The solution once again allowed death to be put on standby. To be precise, it allowed to choose an unspecified time of death. But it was still atrocious.
The long goodbye
Karen Ayoub had never heard of ECMO until her husband was forced to use it.
Philip Ayoub, 58, was a man of great charisma, a lover of the family: the couple had twins and lived in Greenwich, Connecticut. A congenital and family heart problem forced him to his first bypass at the age of 30, with a second surgery just 13 years later.
In December 2017 he underwent a third bypass operation but things went badly: his heart was weaker than expected. He lost consciousness and was rushed to Columbia University Medical Center, which was equipped with a medical ECMO.
Karen Ayoub said putting her husband on the ECMO machine was an easy decision: "I thought he deserved every chance of survival." But she didn't know how she would react.
When her husband regained consciousness he said: “Why am I here?”. She remained in intensive care for two months: a feeding tube, a breathing tube, ECMO medicine and dialysis.
ECMO, it was not in vain
He began to suffer from post-traumatic stress disorder, night panic and other physical and psychological side effects. Meanwhile, all the treatment options explored proved impractical, and it soon became clear that Philip's procured agony would be useless.
Yet Karen considers it a beautiful gift to have been able to spend more time with her husband, albeit little. And Philip did not pass a single day, even in great suffering, without repeating constantly “I will always love you, I will always be with you” to his wife and children.
When Karen told Philip that she had decided to stop life support, Philip was not afraid. He told her “I can't wait to know what's next.” They sedated him, hugged him and watched until the end.
ECMO a “useless” treatment
While the Ayoub family faced fate with heartwarming courage, other families are by no means ready to let a loved one go.
Some patients in ECMO medicine have severe and irreversible brain damage. They are in no condition to participate in decisions about their lives, and in fact have no hope of leaving the hospital alive.
For them, several palliative curia experts write, ECMO represents "the most extreme form of medical uselessness". They say doctors should have the authority to end life support in cases like these, even if against the opinion of families.

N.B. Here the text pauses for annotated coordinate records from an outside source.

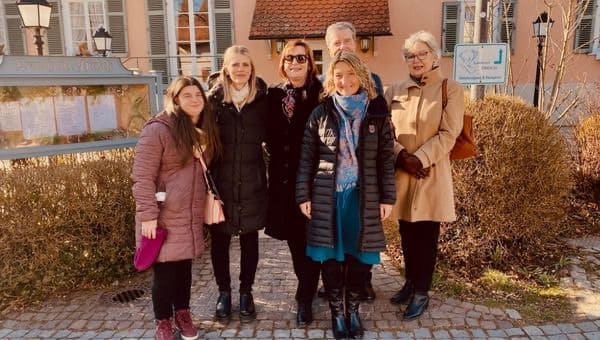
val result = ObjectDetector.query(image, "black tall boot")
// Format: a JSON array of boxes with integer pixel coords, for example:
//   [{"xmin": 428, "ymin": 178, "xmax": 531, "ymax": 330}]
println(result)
[
  {"xmin": 323, "ymin": 260, "xmax": 348, "ymax": 339},
  {"xmin": 346, "ymin": 257, "xmax": 370, "ymax": 339}
]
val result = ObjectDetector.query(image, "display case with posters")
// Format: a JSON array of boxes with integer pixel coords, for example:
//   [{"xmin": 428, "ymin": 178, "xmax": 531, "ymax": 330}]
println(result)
[{"xmin": 0, "ymin": 56, "xmax": 162, "ymax": 159}]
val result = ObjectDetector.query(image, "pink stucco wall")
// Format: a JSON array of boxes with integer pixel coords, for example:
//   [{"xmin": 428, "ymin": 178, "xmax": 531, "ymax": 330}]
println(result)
[{"xmin": 232, "ymin": 0, "xmax": 600, "ymax": 86}]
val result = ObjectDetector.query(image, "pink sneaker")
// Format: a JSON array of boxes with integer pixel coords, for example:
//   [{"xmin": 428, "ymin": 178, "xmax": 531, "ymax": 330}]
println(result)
[
  {"xmin": 154, "ymin": 319, "xmax": 175, "ymax": 340},
  {"xmin": 175, "ymin": 309, "xmax": 198, "ymax": 340}
]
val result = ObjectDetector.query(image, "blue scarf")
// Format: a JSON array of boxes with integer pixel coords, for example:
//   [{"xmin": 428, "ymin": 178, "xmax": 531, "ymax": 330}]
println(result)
[{"xmin": 332, "ymin": 91, "xmax": 369, "ymax": 191}]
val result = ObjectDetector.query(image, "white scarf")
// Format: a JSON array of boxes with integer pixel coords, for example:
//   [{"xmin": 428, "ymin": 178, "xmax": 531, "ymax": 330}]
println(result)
[{"xmin": 229, "ymin": 84, "xmax": 250, "ymax": 112}]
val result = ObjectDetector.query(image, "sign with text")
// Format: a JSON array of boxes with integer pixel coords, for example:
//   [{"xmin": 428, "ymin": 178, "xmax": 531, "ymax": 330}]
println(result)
[{"xmin": 454, "ymin": 44, "xmax": 508, "ymax": 85}]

Ok death on standby, but there is a limit to everything.
The law is involved, however. “In the US there are states like Idaho, Oklahoma and New York that do not allow doctors to turn off ECMO without the consent of patients or family members,” says Thaddeus Mason Pope, director of the Health Law Institute at the Mitchell Hamline School of Law in St. Paul, Minnesota. In other states such as California, Texas and Virginia, doctors can proceed without consent.

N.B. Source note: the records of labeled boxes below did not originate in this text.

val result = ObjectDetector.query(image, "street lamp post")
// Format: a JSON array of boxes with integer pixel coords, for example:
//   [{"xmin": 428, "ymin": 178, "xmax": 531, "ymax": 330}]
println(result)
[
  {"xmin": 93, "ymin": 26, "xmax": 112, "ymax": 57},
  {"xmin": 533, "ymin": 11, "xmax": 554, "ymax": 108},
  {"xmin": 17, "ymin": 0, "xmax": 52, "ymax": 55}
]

Ethical limits of the ECMO
Doctor Robert Bartlett, a true pioneer in the field of ECMO and professor emeritus at the University of Michigan, says that when ECMO becomes a hopeless limbo, the family must be notified and made clear that the time has come. “It is painful and rude to place the responsibility on the family for a choice that does not exist,” He says.

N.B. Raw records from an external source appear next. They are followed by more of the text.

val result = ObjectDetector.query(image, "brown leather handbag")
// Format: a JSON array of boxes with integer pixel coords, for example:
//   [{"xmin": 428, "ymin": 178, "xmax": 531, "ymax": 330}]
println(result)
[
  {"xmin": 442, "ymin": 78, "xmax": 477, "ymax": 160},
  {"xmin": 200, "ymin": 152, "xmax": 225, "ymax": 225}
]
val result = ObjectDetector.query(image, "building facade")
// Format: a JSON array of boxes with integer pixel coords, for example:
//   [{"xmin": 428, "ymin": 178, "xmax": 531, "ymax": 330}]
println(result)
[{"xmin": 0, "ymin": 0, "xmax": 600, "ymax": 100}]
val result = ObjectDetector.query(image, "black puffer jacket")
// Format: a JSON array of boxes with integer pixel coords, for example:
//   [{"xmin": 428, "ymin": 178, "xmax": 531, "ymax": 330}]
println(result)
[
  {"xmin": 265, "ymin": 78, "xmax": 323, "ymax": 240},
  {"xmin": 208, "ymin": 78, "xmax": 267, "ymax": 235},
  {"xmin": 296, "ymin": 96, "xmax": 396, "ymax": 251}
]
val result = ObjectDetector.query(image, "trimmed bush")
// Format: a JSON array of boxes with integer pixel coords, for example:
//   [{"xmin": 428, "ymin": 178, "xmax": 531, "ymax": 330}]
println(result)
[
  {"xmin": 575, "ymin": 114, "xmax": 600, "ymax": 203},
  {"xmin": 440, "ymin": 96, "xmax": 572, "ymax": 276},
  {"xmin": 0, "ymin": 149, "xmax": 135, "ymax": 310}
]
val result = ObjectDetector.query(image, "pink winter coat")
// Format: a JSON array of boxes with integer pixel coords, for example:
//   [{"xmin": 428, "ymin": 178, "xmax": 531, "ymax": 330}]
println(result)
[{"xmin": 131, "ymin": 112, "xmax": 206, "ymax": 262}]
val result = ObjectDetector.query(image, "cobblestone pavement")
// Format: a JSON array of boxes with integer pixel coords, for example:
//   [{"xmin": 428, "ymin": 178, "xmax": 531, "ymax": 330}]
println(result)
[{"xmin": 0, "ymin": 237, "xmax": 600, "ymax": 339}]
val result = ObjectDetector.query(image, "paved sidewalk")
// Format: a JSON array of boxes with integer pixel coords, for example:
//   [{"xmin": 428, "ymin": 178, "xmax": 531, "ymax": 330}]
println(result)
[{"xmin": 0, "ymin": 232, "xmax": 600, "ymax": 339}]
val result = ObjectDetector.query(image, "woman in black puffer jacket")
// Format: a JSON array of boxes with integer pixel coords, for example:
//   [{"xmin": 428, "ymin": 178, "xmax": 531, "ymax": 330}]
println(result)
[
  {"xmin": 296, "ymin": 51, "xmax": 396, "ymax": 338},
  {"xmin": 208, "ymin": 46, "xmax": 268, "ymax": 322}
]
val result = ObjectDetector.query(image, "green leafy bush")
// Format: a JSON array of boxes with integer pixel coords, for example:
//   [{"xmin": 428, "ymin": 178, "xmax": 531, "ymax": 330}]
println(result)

Several hospitals are preparing to take advantage of these short waiting periods before a detachment to help families deal with it and accept it.
Because if there is a moral behind the promises and limitations of a "miracle machine" like ECMO medicine, it is that miracles do not exist. Any advanced device for health of the future it will always carry a gigantic load of expectations and hope. The challenge is to temper this hope with reality, so that it is clear that every innovation presents new answers, but also new ethical questions that make us grow technologically, emotionally and spiritually.